My company has a setup of two GTX 295, so a total of 4 GPUs in a server, and we have several servers. We GPU 1 specifically was slow, in comparison to GPU 0, 2 and 3 so I wrote a little speed test to help find the cause of the problem.
//#include <stdio.h>
//#include <stdlib.h>
//#include <cuda_runtime.h>
#include <iostream>
#include <fstream>
#include <sstream>
#include <string>
#include <cutil.h>
__global__ void test_kernel(float *d_data) {
int tid = blockDim.x*blockIdx.x + threadIdx.x;
for (int i=0;i<10000;++i) {
d_data[tid] = float(i*2.2);
d_data[tid] += 3.3;
}
}
int main(int argc, char* argv[])
{
int deviceCount;
cudaGetDeviceCount(&deviceCount);
int device = 0; //SELECT GPU HERE
cudaSetDevice(device);
cudaEvent_t start, stop;
unsigned int num_vals = 200000000;
float *h_data = new float[num_vals];
for (int i=0;i<num_vals;++i) {
h_data[i] = float(i);
}
float *d_data = NULL;
float malloc_timer;
cudaEventCreate(&start);
cudaEventCreate(&stop); cudaEventRecord( start, 0 );
cudaMemcpy(d_data, h_data, sizeof(float)*num_vals,cudaMemcpyHostToDevice);
cudaMalloc((void**)&d_data, sizeof(float)*num_vals);
cudaEventRecord( stop, 0 ); cudaEventSynchronize( stop ); cudaEventElapsedTime( &malloc_timer, start, stop );
cudaEventDestroy( start );
cudaEventDestroy( stop );
float mem_timer;
cudaEventCreate(&start);
cudaEventCreate(&stop); cudaEventRecord( start, 0 );
cudaMemcpy(d_data, h_data, sizeof(float)*num_vals,cudaMemcpyHostToDevice);
cudaEventRecord( stop, 0 ); cudaEventSynchronize( stop ); cudaEventElapsedTime( &mem_timer, start, stop );
cudaEventDestroy( start );
cudaEventDestroy( stop );
float kernel_timer;
cudaEventCreate(&start);
cudaEventCreate(&stop); cudaEventRecord( start, 0 );
test_kernel<<<1000,256>>>(d_data);
cudaEventRecord( stop, 0 ); cudaEventSynchronize( stop ); cudaEventElapsedTime( &kernel_timer, start, stop );
cudaEventDestroy( start );
cudaEventDestroy( stop );
printf("cudaMalloc took %f ms\n",malloc_timer);
printf("Copy to the GPU took %f ms\n",mem_timer);
printf("Test Kernel took %f ms\n",kernel_timer);
cudaMemcpy(h_data,d_data, sizeof(float)*num_vals,cudaMemcpyDeviceToHost);
delete[] h_data;
return 0;
}
The results are
GPU0 cudaMalloc took 0.908640 ms Copy to the GPU took 296.058777 ms Test Kernel took 326.721283 ms
GPU1 cudaMalloc took 0.913568 ms Copy to the GPU took 663.182251 ms Test Kernel took 326.710785 ms
GPU2 cudaMalloc took 0.925600 ms Copy to the GPU took 296.915039 ms Test Kernel took 327.127930 ms
GPU3 cudaMalloc took 0.920416 ms Copy to the GPU took 296.968384 ms Test Kernel took 327.038696 ms
As you can see, the cudaMemcpy to the GPU is well double the amount of time for GPU1. This is consistent between all our servers, it is always GPU1 that is slow. Any ideas why this may be? All servers are running windows XP.
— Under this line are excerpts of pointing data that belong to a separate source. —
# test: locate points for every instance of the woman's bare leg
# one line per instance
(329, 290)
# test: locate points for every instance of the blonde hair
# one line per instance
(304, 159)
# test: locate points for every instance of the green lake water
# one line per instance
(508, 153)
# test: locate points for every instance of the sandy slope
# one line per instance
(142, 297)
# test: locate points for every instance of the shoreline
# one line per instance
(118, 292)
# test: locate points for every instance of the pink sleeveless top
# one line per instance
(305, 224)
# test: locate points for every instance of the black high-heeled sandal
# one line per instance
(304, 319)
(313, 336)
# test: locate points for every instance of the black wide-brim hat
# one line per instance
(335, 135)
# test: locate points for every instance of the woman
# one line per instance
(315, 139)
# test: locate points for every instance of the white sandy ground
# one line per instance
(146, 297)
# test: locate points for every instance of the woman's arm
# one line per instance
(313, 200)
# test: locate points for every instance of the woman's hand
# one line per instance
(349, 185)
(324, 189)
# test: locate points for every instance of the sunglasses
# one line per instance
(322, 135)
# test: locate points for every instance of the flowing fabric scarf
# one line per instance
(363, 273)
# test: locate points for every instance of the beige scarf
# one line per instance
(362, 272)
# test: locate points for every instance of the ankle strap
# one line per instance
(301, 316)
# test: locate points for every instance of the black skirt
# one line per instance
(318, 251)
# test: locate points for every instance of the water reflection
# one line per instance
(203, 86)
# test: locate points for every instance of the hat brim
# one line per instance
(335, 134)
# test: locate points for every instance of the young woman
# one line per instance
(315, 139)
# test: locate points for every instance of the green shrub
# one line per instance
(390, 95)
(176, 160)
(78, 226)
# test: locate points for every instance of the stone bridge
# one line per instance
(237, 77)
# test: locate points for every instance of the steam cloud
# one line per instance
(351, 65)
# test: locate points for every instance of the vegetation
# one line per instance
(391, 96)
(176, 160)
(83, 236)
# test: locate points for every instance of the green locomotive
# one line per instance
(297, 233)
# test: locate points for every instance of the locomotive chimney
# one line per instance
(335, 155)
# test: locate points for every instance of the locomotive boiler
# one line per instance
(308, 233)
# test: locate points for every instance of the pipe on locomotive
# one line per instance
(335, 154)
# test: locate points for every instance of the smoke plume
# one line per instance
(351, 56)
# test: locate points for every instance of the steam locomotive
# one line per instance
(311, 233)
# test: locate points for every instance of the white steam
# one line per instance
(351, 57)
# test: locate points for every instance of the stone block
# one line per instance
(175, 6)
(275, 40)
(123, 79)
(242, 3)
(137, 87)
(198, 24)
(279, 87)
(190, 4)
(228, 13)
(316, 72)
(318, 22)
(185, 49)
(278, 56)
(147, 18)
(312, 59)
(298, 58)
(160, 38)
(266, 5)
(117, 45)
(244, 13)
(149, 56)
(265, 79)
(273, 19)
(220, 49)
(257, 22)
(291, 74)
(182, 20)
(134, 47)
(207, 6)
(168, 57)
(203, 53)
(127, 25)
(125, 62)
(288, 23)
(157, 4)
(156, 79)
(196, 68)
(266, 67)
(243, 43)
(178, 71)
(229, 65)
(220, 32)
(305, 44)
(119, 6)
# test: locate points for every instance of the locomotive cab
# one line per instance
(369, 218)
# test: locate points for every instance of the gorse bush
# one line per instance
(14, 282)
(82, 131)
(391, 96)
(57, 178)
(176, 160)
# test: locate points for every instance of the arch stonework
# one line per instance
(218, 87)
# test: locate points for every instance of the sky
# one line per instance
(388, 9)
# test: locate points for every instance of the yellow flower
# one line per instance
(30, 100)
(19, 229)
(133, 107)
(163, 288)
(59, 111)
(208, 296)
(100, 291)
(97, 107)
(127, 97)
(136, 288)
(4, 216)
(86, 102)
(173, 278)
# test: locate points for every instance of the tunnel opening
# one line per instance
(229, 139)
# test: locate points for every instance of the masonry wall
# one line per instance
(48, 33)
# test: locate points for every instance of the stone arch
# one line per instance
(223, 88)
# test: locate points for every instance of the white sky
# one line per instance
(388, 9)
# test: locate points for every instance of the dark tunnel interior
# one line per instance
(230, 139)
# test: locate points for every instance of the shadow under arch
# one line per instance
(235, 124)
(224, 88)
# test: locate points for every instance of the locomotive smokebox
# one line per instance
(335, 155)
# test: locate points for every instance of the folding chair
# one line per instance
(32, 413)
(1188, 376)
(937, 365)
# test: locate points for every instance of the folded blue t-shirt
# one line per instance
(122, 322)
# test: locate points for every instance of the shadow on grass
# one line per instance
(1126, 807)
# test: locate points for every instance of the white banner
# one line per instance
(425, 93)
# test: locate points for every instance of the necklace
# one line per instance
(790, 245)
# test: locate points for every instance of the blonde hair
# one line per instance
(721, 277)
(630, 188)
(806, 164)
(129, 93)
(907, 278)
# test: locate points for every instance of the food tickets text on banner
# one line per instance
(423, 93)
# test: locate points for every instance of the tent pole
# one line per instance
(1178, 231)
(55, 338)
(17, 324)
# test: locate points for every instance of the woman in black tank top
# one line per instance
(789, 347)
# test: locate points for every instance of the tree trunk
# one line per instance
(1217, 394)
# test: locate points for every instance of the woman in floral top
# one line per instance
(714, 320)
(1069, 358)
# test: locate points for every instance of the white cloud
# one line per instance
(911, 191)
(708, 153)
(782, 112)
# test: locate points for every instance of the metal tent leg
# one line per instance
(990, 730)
This was a driver issue. Updating to the latest driver fixed it
This may be an issue with your pci bus, try swapping the cards into different slots to see if the problem persists. If this is an issue, copy all your data onto the gtx295 via the faster slot and use sli top copy it across to the other (slow pci bus) gpu.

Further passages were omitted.